Providing a new keyterms array completely replaces the existing set; sending an empty array `[]` removes all keyterms and resets context biasing to the default state. New values take effect immediately for subsequent audio processing.

See [Updating configuration mid-stream](/streaming/updating-configuration-mid-stream) for the full list of parameters you can update mid-stream.

## What prompting is not

* **Prompting does not control output formatting.** Instructions in the prompt (punctuation rules, verbatim directives, formatting commands) are not supported — transcription behavior is managed internally and already optimized for streaming and turn detection.

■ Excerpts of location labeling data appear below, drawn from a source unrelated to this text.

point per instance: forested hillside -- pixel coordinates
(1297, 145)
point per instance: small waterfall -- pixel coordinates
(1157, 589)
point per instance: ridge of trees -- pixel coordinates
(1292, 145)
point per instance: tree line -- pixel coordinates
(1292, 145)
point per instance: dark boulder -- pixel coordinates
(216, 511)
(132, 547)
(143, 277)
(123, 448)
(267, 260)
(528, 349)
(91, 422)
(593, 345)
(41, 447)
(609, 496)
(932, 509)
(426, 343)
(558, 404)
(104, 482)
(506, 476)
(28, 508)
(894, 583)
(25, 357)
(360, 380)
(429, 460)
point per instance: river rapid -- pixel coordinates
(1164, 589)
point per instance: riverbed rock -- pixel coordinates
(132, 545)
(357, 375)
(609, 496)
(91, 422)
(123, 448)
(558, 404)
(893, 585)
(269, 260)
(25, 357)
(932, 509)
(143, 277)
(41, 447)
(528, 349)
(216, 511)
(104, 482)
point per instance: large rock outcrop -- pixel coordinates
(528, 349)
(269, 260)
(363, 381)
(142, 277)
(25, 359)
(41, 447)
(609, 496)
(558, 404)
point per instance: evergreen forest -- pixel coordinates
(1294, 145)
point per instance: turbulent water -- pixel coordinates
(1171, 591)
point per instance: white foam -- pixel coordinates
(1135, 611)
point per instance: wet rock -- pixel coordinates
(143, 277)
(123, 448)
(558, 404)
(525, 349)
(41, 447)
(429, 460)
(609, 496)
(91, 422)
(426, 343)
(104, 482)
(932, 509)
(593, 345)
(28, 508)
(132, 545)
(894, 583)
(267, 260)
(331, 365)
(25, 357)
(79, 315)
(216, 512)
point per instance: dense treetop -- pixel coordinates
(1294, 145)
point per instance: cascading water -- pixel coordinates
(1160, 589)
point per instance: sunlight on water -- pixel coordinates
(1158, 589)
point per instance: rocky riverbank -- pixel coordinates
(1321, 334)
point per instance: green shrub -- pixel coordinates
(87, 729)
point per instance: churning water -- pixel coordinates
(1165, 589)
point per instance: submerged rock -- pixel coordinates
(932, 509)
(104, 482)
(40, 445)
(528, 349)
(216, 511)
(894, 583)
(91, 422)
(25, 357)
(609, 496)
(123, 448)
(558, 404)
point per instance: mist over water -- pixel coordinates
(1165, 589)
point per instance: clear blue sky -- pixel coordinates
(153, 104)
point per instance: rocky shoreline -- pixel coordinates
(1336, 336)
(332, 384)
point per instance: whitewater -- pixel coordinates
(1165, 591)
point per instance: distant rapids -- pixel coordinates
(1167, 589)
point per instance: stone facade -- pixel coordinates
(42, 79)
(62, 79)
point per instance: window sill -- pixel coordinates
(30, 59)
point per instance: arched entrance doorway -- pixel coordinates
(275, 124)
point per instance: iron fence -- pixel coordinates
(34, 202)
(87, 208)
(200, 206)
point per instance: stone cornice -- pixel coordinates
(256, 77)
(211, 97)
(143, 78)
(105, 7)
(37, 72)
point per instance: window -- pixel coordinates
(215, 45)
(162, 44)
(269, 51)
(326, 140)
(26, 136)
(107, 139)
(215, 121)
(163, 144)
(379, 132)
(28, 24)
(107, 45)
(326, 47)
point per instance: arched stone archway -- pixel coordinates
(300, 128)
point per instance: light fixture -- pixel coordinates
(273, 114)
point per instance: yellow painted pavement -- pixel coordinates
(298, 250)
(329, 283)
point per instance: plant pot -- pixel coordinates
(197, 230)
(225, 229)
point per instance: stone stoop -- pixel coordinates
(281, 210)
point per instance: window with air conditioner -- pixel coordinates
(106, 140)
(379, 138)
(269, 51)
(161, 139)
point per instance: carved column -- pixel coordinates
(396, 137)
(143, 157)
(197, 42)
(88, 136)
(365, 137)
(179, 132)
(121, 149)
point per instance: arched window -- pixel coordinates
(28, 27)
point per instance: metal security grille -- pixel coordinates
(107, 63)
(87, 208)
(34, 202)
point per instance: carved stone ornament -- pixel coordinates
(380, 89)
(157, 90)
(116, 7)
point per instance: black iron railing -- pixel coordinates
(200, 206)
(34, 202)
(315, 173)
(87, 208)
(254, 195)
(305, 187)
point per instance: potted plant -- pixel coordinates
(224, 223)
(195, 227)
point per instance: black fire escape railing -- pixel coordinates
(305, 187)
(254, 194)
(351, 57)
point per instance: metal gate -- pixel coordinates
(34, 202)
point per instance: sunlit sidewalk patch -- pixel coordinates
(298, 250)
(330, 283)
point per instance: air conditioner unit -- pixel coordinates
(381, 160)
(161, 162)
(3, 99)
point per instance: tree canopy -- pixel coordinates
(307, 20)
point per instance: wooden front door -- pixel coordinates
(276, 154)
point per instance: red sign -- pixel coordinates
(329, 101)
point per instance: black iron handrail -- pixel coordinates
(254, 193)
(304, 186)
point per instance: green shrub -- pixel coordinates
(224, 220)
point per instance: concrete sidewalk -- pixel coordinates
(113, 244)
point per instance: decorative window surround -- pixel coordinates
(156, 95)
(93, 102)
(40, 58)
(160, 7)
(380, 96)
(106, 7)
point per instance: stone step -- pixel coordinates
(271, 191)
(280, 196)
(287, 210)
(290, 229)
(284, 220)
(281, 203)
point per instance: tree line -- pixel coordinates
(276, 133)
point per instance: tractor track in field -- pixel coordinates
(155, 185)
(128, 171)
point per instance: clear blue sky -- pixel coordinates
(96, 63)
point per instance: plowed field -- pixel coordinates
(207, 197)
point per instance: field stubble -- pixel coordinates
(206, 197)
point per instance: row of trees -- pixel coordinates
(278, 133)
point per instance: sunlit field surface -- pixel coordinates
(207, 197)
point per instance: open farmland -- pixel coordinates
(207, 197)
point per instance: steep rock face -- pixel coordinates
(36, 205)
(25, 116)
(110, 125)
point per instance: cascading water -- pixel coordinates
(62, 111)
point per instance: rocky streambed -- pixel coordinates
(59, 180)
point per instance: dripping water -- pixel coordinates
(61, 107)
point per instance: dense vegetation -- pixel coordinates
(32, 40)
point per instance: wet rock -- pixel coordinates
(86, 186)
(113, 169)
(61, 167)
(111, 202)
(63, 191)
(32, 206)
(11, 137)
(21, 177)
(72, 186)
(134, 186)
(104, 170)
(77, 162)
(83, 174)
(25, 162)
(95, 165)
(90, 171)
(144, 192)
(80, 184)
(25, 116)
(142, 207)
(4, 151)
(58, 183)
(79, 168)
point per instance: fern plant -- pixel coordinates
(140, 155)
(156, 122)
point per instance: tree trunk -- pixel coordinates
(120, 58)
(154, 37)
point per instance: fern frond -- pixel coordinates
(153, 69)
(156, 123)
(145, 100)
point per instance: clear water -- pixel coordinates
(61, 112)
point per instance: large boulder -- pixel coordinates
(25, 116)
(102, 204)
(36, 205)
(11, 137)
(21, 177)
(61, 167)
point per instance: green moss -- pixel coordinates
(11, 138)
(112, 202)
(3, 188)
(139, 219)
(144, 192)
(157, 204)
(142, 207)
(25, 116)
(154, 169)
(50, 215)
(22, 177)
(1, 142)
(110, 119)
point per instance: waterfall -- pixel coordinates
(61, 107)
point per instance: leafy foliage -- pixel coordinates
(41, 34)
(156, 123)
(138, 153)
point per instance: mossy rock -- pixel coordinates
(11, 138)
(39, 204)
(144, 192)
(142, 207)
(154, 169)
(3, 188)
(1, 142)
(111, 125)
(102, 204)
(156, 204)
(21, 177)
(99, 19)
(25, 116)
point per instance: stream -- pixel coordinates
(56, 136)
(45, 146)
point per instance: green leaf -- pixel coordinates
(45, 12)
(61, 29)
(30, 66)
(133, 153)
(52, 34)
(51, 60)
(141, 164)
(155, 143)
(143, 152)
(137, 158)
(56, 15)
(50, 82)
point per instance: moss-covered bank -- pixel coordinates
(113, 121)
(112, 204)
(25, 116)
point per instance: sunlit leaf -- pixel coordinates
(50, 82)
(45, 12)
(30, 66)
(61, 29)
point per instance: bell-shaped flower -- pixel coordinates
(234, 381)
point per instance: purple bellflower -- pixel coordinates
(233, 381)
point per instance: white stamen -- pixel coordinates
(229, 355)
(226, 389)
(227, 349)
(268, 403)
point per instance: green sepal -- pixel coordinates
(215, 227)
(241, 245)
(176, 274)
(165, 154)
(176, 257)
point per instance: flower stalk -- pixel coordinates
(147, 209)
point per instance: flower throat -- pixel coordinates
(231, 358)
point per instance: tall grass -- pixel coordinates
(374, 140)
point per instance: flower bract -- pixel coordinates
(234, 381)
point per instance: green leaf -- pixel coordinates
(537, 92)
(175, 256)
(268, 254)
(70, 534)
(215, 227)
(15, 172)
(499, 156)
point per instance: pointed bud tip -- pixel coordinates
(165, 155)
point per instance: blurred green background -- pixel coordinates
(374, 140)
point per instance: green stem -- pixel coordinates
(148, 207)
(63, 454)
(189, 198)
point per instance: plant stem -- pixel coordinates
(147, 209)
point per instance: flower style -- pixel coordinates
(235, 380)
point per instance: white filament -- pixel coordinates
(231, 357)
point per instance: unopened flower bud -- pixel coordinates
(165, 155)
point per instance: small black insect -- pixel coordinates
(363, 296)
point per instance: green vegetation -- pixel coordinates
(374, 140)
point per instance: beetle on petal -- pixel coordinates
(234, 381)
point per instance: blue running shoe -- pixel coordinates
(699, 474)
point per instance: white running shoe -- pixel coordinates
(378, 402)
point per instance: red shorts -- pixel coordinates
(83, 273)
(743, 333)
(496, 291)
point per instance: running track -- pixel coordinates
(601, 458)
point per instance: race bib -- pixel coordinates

## Looking for async prompting?

Prompting behavior differs between streaming and async (pre-recorded) use cases. This guide covers prompting for **streaming (real-time audio)**. If you're working with pre-recorded audio, see the [Prompting Guide (Async)](/pre-recorded-audio/universal-3-pro/prompting) and [Keyterms prompting (Async)](/pre-recorded-audio/universal-3-pro/prompting#keyterms-prompting).